OPTrust Joins Canada Pension Peers Bringing Trading In-House

posting date Posted: January 10, 2017

Source: Maciej Onoszko, Bloomberg News

Canadian pension plan OPTrust is catching up with its bigger domestic peers by setting up a trading floor and adding as many as 10 portfolio managers to oversee about half of its C$18.4 billion ($13.9 billion) of assets in-house.

The move to internalize oversight of foreign-exchange, fixed-income and derivatives strategies is meant to improve the pension plan’s risk management by getting "closer to the coal face," said James Davis, OPTrust’s chief investment officer, who’s handling the transition. The fund, ranked 18th by assets in Canada according to a research of pension funds by London-based Willis Towers Watson Plc, currently has external firms managing its market assets.

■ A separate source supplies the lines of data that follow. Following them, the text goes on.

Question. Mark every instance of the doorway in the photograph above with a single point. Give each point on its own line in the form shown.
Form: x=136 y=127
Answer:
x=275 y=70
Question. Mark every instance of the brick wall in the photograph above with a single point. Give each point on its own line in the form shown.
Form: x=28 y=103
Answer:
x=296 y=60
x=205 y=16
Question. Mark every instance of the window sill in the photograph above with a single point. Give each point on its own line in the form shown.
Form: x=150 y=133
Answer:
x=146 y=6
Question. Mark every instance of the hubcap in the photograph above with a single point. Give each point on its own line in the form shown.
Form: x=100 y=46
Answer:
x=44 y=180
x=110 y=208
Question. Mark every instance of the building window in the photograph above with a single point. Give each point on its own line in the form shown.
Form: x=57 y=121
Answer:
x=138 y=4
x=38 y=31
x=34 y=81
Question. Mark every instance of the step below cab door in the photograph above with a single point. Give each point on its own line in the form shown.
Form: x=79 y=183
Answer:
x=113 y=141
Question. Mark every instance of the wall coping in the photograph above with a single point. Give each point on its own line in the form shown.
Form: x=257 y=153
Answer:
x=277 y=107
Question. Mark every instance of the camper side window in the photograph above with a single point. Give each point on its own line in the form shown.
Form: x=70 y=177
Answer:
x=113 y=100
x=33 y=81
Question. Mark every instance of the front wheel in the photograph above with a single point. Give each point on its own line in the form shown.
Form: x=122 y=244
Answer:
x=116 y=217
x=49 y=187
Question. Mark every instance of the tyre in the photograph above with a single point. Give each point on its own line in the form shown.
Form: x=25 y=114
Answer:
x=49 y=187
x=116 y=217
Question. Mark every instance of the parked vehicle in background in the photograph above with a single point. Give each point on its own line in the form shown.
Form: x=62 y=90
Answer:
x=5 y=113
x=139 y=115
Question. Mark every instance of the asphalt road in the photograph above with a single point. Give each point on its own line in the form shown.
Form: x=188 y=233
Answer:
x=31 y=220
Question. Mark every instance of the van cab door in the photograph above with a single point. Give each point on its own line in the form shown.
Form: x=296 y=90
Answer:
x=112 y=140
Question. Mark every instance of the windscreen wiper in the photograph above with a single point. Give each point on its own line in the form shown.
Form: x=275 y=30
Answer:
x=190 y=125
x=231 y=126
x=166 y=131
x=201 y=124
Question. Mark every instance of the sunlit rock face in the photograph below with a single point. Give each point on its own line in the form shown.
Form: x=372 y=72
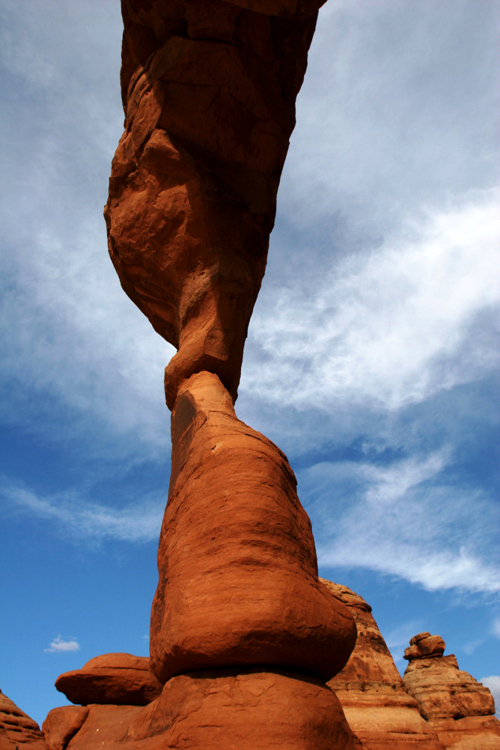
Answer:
x=119 y=678
x=209 y=95
x=238 y=572
x=17 y=730
x=371 y=691
x=459 y=709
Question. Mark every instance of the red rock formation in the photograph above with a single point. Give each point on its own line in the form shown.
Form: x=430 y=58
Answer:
x=457 y=707
x=209 y=94
x=17 y=730
x=62 y=724
x=121 y=679
x=237 y=562
x=209 y=97
x=213 y=710
x=371 y=692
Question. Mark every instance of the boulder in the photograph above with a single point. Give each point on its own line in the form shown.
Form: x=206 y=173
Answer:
x=223 y=710
x=62 y=724
x=238 y=581
x=17 y=729
x=458 y=708
x=121 y=679
x=424 y=645
x=377 y=707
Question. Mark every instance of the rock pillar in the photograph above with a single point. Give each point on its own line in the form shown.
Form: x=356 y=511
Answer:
x=243 y=634
x=457 y=707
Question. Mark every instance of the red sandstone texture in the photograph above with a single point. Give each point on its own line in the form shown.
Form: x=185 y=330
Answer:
x=371 y=692
x=209 y=96
x=17 y=730
x=122 y=679
x=237 y=563
x=459 y=709
x=215 y=710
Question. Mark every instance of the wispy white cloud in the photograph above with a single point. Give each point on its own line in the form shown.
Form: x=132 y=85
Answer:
x=392 y=114
x=496 y=627
x=86 y=520
x=493 y=683
x=415 y=317
x=62 y=645
x=409 y=521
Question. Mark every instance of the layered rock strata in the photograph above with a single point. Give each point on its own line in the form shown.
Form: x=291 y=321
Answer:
x=370 y=689
x=17 y=730
x=213 y=710
x=237 y=563
x=458 y=708
x=120 y=679
x=209 y=95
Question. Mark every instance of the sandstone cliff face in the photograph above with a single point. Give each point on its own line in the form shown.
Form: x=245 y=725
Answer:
x=376 y=705
x=17 y=730
x=121 y=679
x=209 y=97
x=217 y=709
x=459 y=709
x=238 y=571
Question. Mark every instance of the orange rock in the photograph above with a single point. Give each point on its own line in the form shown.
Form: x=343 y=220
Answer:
x=223 y=710
x=424 y=645
x=17 y=729
x=121 y=679
x=62 y=724
x=371 y=692
x=459 y=709
x=237 y=564
x=209 y=97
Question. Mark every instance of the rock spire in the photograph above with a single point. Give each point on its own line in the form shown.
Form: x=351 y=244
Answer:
x=241 y=626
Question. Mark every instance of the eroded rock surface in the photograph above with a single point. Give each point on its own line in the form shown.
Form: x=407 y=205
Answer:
x=371 y=692
x=460 y=709
x=209 y=96
x=215 y=710
x=17 y=729
x=118 y=678
x=237 y=562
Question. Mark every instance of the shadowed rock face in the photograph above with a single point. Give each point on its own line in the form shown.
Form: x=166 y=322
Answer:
x=121 y=679
x=17 y=729
x=214 y=710
x=371 y=692
x=460 y=709
x=238 y=571
x=209 y=95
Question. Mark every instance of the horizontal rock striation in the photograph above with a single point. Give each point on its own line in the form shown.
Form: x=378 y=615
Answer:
x=458 y=708
x=119 y=678
x=370 y=690
x=234 y=708
x=209 y=97
x=237 y=563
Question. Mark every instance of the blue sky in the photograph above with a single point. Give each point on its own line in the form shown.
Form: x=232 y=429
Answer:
x=372 y=356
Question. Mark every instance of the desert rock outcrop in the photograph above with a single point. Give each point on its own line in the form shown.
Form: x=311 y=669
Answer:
x=237 y=562
x=209 y=96
x=377 y=707
x=121 y=679
x=459 y=709
x=244 y=709
x=17 y=730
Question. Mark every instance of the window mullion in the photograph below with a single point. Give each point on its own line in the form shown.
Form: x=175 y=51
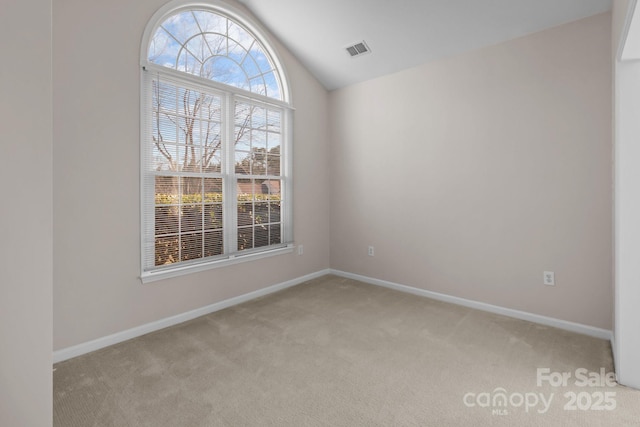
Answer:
x=229 y=196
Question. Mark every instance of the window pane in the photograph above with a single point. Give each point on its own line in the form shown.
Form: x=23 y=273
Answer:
x=245 y=238
x=273 y=164
x=213 y=216
x=167 y=250
x=213 y=244
x=190 y=246
x=166 y=190
x=276 y=234
x=245 y=214
x=261 y=236
x=167 y=220
x=274 y=212
x=243 y=163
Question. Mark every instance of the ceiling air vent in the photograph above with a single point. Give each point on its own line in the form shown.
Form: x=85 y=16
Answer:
x=358 y=49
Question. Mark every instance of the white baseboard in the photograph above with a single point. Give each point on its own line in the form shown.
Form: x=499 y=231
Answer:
x=97 y=344
x=87 y=347
x=522 y=315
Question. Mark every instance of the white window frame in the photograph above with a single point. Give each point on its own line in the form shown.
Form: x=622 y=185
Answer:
x=229 y=94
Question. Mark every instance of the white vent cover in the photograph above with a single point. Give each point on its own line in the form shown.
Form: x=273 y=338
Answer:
x=358 y=49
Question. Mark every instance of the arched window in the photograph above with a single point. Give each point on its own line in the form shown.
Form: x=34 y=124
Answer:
x=215 y=142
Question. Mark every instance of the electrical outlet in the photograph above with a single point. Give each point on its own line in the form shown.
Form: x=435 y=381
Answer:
x=549 y=278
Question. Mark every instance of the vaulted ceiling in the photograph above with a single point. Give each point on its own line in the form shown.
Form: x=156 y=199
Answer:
x=404 y=33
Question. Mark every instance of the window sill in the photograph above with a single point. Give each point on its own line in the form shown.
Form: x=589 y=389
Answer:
x=166 y=273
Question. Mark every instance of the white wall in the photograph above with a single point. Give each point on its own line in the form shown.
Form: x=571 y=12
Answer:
x=627 y=208
x=25 y=214
x=471 y=175
x=96 y=182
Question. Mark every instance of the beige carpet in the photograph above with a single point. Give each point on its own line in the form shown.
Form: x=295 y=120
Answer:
x=336 y=352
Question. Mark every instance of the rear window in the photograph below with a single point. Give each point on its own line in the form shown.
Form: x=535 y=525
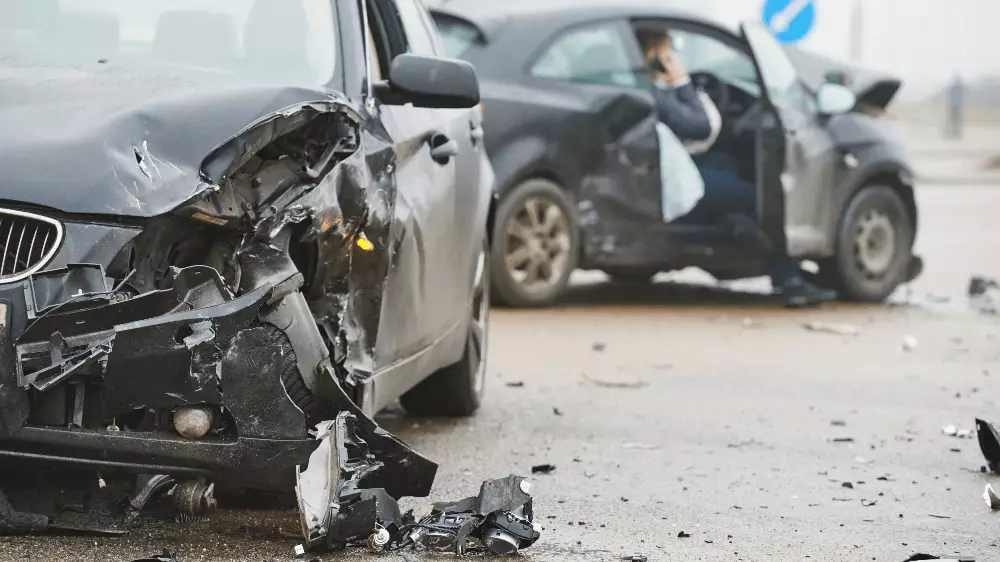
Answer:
x=458 y=35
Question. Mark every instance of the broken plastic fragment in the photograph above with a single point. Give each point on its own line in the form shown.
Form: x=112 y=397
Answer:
x=364 y=243
x=991 y=498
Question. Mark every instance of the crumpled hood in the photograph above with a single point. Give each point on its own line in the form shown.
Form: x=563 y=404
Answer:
x=875 y=91
x=116 y=139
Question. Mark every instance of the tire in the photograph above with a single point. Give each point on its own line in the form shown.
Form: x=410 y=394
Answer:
x=872 y=274
x=559 y=249
x=631 y=276
x=457 y=390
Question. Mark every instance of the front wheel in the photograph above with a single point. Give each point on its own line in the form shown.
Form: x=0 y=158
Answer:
x=874 y=245
x=457 y=390
x=535 y=245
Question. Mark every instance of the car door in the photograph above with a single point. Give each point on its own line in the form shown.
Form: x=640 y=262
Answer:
x=613 y=120
x=797 y=158
x=423 y=298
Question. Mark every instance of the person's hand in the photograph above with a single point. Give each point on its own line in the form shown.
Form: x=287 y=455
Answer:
x=676 y=73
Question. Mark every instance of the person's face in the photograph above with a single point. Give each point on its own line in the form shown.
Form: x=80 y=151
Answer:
x=661 y=51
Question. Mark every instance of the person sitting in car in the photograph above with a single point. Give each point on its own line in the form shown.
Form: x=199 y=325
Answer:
x=728 y=198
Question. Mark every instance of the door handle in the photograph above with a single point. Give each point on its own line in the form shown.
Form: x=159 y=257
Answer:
x=477 y=134
x=443 y=149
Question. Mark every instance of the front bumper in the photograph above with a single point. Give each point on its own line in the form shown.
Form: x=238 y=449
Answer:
x=83 y=364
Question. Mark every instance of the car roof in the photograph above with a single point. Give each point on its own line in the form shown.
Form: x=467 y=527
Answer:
x=489 y=17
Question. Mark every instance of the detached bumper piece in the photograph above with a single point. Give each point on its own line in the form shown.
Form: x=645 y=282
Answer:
x=337 y=510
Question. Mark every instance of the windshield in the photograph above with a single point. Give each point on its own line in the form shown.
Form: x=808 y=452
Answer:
x=458 y=35
x=269 y=40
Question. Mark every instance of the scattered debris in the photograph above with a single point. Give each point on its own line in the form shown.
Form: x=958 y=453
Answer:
x=991 y=498
x=640 y=446
x=166 y=556
x=14 y=522
x=336 y=511
x=615 y=384
x=836 y=329
x=952 y=431
x=989 y=444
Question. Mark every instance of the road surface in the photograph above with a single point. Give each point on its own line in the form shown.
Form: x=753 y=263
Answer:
x=709 y=412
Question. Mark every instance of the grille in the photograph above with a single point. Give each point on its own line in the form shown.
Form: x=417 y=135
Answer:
x=29 y=242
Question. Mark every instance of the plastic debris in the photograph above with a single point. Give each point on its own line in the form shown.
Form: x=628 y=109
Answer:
x=952 y=431
x=989 y=444
x=835 y=329
x=991 y=498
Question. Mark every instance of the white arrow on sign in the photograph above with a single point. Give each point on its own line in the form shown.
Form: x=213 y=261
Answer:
x=784 y=18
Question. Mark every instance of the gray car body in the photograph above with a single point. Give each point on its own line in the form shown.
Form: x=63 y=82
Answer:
x=111 y=150
x=578 y=135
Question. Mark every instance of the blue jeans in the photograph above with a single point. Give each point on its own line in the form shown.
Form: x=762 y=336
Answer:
x=727 y=194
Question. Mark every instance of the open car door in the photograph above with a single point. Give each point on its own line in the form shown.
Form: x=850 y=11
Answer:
x=779 y=80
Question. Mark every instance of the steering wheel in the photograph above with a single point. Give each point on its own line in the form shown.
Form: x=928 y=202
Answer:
x=715 y=88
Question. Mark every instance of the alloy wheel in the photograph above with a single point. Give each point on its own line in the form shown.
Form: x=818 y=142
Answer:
x=537 y=245
x=875 y=244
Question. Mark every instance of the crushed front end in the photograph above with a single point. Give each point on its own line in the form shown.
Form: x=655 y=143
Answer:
x=202 y=343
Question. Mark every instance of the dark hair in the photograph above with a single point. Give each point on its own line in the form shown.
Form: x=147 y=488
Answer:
x=651 y=38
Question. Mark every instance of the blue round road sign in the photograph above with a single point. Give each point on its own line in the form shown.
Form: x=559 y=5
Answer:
x=789 y=20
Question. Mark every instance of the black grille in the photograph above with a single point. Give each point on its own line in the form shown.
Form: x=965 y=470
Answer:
x=28 y=241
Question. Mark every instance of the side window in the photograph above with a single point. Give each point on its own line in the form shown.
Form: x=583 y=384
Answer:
x=418 y=37
x=780 y=76
x=703 y=53
x=595 y=54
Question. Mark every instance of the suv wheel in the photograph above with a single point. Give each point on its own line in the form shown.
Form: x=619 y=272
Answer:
x=457 y=390
x=535 y=245
x=874 y=245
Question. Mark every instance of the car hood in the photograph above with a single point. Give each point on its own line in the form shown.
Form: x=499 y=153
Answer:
x=875 y=91
x=117 y=139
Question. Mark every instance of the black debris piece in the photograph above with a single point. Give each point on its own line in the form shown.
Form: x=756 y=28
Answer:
x=166 y=556
x=14 y=522
x=338 y=511
x=989 y=444
x=979 y=286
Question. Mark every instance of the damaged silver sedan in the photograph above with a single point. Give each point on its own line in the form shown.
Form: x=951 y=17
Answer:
x=225 y=225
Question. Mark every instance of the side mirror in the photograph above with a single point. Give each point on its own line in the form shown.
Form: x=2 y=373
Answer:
x=430 y=82
x=834 y=99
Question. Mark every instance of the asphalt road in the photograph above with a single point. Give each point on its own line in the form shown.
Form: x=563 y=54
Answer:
x=709 y=411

"We’re a maturing pension plan and in that environment, our tolerance for risk isn’t as great as a pension plan that is younger," Davis told Bloomberg News in an interview from his office in Toronto. “Having direct access to the market allows us to manage risk in a far more agile way.”

Canada’s pension funds have led the world with their active approach to investing, buying real assets, as well as using sophisticated financial instruments and leverage. OPTrust’s effort to take more matters into its own hands, with the first trade expected in the second quarter of this year, is an “evolutionary” move for the fund, according to Davis.